When we think of branding in the United States we think of a product, much like Coke a Cola or Tylenol, but we don’t necessarily think of a person or a presidential candidate as a brand.
However, Steven Heller in his book “Branding the 20th-Century Totalitarian State,” reminds us of how Hitler, Mussolini, Lenin, Stalin and Mao effectively disseminated their branded messages to the masses.
The obvious thought comes to mind over the cult popularity of Barack Obama, are we helping to brand a celebrity of change right here in the United States and the populace has no idea of what the empty vessel of change stands for, or for that matter who Obama really is?
He has led an amorphous campaign, yes he is like many have said, much like jello which is impossble to nail to the wall.
But so was Hitler and all of the other designing dictators, using imagery, music, massive symbols to project change for the better but never specifically telling what the change was to be or who the person really was that proposed all this wonderment.
Obama went to Iraq met with the troops and the Generals, went on to Afganistan and did much of the same, touched base in France and London without too much fanfare. But what was that scene and speech in Berlin before 200,000 Germans — that was branding the likes of which Hitler did during the Nazi regime.
“A popular brand of frozen food or laundry detergent is not forced down the consumer’s throat with an iron fist.” But as Heller notes in his book, “the design and marketing methods used to inculcate doctrine and guarantee consumption are fundamentally similar.”
The intriguing concept in Heller’s thesis is not to diminish the insidiousness of the regimes under scrutiny, but to reveal why they were so effective.
So why was it that the Obama campaign staged such an overwhelming presence in Berlin before 200,000 persons who couldn’t vote in the United States?
It appears to be what Heller is talking about in his book — branding.
Shouldn’t we ask what these words mean, when Obama says, “A nation healed! A world repaired! We are the ones we’ve been waiting for?”
Or, when Obama says, “A light will shine down from somewhere. It will light upon you. You will experience an epiphany, and you will say to yourself, ‘I have to vote for Barack?’ “
The substance is absence as it was in Nazi Germany, Fascist Italy, the Soviet Union under Lenin and Stalin and Mao’s China.

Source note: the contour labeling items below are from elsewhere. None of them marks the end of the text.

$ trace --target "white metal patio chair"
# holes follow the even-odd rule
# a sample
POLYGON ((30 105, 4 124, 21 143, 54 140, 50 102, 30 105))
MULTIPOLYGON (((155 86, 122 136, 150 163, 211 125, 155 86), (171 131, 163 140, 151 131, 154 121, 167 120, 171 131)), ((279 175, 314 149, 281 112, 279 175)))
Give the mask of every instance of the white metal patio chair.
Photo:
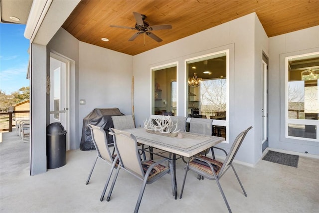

I am not suggesting for one moment that Obama is anyone of the branded individuals I am comparing him to. I am just making a comparison with the unknown. They were all unknown to the people they were branding themsleves to, much as Obama is unknown to the people of the United States to which he is branding himself.
All of the designing dictators to which I am referencing sold the concept of “change”.
Be careful what you ask for when you seek “change” without knowing for sure the specifics.